Il miliardario Warren Buffett, qualche anno fa, ha detto che negli Stati Uniti si stava combattendo una lotta di classe e che i ricchi stavano vincendo. Aspettiamo che qualche sessantenne ammetta che anche in Italia, in questi anni e soprattutto durante la pandemia, si è combattuta una guerra generazionale: i giovani hanno perso, e i vecchi hanno vinto.

Dopo la promessa dei Cinque stelle di abolire la povertà col reddito di cittadinanza, nel 2019 i dati sono migliorati ma nel 2020 è arrivata la pandemia. La fotografia dell’Istat è questa: la percentuale di famiglie in povertà assoluta tra famiglie giovani (18-34) anni è il doppio che tra le famiglie con la “persona di riferimento” sopra i 64 anni: 10,3 per cento contro 5,3. L’incidenza della povertà assoluta è all’11,3 per cento tra i giovani e al 5,4 tra gli over 65.

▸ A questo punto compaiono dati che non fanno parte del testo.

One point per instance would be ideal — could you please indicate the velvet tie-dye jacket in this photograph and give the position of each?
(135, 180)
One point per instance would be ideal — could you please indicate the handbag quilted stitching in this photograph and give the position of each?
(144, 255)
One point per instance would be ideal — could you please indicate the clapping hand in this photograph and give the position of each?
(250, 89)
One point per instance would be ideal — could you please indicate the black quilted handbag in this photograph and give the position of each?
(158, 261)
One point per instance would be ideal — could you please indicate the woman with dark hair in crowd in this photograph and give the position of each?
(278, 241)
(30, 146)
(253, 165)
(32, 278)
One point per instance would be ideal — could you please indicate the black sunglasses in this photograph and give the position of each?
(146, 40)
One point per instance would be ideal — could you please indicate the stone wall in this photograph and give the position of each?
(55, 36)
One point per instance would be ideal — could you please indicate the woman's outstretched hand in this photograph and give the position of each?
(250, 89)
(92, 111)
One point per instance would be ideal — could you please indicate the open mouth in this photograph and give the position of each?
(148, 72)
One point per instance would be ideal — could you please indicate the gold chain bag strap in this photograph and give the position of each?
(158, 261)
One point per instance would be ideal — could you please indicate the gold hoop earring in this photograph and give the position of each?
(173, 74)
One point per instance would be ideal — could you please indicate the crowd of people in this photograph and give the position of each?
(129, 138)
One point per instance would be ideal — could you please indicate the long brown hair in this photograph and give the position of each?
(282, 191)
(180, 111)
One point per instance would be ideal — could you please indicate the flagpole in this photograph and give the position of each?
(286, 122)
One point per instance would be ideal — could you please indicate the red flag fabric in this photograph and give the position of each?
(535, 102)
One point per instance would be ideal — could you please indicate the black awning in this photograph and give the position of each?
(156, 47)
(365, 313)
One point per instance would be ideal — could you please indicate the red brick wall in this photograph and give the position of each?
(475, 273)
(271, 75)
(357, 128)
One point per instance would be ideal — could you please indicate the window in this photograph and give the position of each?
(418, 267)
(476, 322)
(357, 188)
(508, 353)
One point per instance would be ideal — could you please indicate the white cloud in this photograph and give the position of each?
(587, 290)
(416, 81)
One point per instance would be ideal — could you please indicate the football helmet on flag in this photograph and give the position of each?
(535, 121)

Gran parte delle misure adottate nella pandemia hanno protetto i più adulti a spese dei più giovani: il blocco dei licenziamenti ha protetto i posti di lavoro esistenti e spinto le imprese a risparmiare sulle nuove assunzioni, i precari, le partite Iva.

Durante il Covid, il debito pubblico è passato dal 134,6 per cento del Pil al 159,8 atteso per quest’anno: soldi spesi non per investimenti ma a integrare i redditi della generazione attuale, falcidiati dai lockdown. Una zavorra che peserà a lungo sul futuro, perché si tratta di debito forse inevitabile ma che non produrrà crescita futura, perché è spesa corrente e non investimenti.

Chi oggi ha 20 anni, entrerà nel mercato del lavoro in un paese ostaggio della Bce e degli altri paesi europei: basta un cenno da Francoforte per far vacillare la fiducia nel debito italiano e far salire i tassi. Un problema per i prossimi anni o decenni che spaventa poco chi oggi ha più di sessant’anni e vivrà il resto della sua vita in un mondo di tassi di interesse bassi.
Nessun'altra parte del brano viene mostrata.